- Born: Havana, Cuba
- Occupations: Ethical Hacker, Cyber Security Expert, Public Speaker, Consultant

= Ralph Echemendia =

Cyber security specialist

Ralph (Rafael) Echemendia is a cyber security specialist, who is known as "The Ethical Hacker." He specialises in protecting intellectual property in the entertainment industry and educating on security.

==Early life==
Echemendia was born in Cuba and raised in the US where he attended Miami Senior High. His first computer was a Commodore 64. He began hacking with it at the age of 14.

==Entertainment industry==
Echemendia began working in entertainment via investigating the early online leak of an Eminem album.

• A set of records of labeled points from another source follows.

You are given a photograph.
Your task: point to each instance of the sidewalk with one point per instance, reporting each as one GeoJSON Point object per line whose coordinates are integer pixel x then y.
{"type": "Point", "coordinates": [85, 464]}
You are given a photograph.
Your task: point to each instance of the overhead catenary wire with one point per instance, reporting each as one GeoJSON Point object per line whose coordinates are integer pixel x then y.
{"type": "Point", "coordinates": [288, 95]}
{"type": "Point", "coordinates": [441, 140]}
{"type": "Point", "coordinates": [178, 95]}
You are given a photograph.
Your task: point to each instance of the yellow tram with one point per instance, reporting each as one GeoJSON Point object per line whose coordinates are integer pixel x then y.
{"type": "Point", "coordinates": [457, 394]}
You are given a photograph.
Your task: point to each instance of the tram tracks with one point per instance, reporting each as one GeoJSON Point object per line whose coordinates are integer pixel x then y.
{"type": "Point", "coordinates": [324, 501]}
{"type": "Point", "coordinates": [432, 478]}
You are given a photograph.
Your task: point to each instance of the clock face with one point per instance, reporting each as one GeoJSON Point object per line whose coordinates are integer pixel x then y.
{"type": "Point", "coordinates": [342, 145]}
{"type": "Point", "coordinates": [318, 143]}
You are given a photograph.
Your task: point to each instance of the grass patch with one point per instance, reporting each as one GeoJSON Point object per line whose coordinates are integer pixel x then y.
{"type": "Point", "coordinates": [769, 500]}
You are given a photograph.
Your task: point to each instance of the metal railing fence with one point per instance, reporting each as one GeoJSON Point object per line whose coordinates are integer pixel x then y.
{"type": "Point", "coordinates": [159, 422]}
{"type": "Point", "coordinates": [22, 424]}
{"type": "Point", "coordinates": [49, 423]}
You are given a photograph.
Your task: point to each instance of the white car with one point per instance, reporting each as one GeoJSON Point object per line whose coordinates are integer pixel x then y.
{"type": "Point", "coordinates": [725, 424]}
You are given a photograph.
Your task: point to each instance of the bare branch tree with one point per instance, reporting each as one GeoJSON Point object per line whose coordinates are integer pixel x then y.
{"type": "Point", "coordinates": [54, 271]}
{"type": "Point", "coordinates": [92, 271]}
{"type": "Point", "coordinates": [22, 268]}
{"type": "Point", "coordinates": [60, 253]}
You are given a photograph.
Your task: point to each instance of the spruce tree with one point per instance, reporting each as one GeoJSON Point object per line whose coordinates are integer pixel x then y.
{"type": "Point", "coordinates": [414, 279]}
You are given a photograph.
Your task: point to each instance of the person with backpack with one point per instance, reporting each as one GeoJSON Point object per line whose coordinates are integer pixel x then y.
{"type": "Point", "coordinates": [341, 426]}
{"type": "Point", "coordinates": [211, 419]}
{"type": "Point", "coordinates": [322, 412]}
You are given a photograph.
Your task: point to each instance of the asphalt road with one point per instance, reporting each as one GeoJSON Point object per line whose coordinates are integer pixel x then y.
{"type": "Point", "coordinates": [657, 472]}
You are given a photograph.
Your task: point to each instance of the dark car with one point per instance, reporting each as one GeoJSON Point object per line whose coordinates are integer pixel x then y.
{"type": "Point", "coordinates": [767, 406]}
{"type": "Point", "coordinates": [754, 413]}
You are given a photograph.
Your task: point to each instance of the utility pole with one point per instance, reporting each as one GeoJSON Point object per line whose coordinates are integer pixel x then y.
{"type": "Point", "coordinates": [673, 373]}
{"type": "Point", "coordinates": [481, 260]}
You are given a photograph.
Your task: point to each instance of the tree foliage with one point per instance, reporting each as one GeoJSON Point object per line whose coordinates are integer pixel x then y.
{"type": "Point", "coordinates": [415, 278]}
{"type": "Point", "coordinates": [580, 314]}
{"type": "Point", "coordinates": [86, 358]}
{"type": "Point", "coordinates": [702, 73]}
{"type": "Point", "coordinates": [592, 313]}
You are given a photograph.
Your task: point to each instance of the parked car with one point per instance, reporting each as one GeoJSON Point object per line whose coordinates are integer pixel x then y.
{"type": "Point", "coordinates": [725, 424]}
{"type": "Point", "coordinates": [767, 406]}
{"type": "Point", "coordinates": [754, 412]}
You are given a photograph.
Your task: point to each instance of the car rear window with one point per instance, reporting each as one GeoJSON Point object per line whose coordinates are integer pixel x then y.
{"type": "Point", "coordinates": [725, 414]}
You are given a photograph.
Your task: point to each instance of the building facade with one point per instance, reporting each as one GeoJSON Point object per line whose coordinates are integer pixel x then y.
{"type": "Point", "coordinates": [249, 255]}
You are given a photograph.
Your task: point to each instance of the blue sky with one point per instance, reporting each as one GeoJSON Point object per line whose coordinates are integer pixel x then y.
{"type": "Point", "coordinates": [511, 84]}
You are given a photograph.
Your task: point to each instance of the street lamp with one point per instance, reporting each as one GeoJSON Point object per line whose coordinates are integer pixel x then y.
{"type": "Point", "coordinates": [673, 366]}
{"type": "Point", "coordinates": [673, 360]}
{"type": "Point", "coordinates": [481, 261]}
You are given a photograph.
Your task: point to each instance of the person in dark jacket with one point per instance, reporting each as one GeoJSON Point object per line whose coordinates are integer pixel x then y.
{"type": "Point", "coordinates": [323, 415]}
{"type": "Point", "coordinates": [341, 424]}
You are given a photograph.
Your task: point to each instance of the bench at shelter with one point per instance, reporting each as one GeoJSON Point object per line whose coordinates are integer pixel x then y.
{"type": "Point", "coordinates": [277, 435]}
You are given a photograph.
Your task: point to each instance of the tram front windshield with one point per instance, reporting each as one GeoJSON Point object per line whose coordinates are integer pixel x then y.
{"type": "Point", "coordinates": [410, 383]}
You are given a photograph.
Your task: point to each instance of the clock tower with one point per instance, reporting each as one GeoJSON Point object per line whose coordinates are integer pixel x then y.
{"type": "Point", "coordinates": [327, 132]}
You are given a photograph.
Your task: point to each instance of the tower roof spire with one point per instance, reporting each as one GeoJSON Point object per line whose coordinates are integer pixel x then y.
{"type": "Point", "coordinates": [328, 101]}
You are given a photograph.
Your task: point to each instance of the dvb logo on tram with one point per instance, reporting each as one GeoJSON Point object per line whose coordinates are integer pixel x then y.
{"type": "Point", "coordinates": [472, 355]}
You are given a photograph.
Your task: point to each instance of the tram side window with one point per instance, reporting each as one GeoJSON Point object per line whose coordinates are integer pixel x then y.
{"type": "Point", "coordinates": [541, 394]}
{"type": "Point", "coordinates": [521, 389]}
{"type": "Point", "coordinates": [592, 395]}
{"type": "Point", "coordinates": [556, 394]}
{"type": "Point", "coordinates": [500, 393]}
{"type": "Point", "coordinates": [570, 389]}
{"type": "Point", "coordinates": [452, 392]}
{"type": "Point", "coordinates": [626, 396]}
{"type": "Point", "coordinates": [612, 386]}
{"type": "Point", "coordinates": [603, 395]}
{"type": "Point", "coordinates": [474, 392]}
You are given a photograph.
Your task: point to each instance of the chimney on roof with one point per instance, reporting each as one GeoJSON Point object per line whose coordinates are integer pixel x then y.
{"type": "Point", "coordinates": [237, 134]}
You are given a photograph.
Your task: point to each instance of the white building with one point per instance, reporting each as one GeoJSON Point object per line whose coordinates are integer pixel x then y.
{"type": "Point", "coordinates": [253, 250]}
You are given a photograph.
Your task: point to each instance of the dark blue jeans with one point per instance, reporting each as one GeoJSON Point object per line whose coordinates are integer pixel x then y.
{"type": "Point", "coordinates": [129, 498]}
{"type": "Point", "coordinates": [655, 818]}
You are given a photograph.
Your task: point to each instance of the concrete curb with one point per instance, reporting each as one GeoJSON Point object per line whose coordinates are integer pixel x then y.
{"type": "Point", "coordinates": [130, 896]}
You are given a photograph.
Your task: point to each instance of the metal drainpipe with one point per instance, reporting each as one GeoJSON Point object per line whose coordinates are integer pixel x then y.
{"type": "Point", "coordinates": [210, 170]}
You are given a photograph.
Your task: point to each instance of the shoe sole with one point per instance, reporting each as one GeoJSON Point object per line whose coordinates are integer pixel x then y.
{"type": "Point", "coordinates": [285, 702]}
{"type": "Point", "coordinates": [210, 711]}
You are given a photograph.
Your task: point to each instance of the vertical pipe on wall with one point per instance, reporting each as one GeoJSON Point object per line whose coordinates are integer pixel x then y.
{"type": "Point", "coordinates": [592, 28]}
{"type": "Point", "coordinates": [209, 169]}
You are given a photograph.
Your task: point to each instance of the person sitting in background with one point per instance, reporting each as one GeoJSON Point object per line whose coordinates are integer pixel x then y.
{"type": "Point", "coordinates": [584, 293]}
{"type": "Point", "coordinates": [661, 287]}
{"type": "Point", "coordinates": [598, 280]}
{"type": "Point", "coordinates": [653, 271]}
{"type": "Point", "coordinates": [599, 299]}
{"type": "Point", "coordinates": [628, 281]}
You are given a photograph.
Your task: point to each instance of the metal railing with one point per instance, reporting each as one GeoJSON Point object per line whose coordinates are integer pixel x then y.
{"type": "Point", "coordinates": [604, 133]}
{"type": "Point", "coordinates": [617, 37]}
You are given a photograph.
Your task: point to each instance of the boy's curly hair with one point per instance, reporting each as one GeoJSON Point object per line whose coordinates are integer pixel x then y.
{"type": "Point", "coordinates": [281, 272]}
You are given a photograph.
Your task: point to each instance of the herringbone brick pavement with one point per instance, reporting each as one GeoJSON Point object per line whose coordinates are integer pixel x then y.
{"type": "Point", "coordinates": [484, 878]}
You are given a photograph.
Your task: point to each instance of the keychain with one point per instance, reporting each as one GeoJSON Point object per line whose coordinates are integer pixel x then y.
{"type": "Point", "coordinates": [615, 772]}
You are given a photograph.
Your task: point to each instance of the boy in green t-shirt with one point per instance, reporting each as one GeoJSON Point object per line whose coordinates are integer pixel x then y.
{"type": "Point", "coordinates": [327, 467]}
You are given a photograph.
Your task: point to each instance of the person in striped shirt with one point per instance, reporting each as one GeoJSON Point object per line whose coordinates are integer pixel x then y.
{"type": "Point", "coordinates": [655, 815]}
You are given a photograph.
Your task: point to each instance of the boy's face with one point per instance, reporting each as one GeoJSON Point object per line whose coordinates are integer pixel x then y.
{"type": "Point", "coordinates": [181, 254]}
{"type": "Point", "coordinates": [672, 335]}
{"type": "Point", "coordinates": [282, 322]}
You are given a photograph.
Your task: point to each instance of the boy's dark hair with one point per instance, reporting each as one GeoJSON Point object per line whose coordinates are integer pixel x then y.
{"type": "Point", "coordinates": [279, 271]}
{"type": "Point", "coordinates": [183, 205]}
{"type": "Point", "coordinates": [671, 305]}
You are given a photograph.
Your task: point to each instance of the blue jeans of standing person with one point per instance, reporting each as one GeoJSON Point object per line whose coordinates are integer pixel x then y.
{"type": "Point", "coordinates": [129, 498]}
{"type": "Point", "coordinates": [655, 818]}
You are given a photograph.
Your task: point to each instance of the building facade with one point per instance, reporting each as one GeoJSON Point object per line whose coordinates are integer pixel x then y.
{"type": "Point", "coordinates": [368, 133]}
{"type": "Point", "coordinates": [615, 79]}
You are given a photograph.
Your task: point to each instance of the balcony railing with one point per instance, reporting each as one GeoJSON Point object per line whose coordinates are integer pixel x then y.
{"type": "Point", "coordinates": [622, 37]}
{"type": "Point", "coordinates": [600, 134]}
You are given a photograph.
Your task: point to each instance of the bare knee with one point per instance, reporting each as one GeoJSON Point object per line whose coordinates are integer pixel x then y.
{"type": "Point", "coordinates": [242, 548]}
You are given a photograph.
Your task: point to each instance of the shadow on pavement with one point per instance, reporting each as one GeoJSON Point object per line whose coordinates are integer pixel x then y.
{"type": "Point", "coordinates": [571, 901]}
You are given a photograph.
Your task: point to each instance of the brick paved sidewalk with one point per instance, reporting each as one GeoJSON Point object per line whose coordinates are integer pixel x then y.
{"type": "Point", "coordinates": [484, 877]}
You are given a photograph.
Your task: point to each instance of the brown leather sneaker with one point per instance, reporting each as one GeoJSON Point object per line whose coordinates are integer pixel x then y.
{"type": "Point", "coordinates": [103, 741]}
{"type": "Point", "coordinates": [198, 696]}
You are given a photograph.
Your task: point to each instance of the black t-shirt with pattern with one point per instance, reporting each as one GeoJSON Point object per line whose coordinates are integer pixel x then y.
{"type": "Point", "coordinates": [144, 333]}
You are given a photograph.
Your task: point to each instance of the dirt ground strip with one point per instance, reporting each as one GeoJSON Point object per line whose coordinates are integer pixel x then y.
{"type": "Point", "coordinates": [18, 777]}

In 2011, Echemendia was the lead technical investigator on the breach of security that led to The Twilight Saga: Breaking Dawn – Part 1 leaking. He worked to identify the person responsible for leaking behind the scenes pictures and videos of the film, almost a year before the movie’s release.

In 2015, Echemendia worked with Oliver Stone on Snowden, providing technical supervision. He supported the actors by explaining the background to the technical terms in the script. Echemendia and screenwriter Kieran Fitzgerald also worked with Edward Snowden to replicate the actual NSA log-in screen.

In 2016, Echemendia became the hacking consultant to directors and producers of Nerve.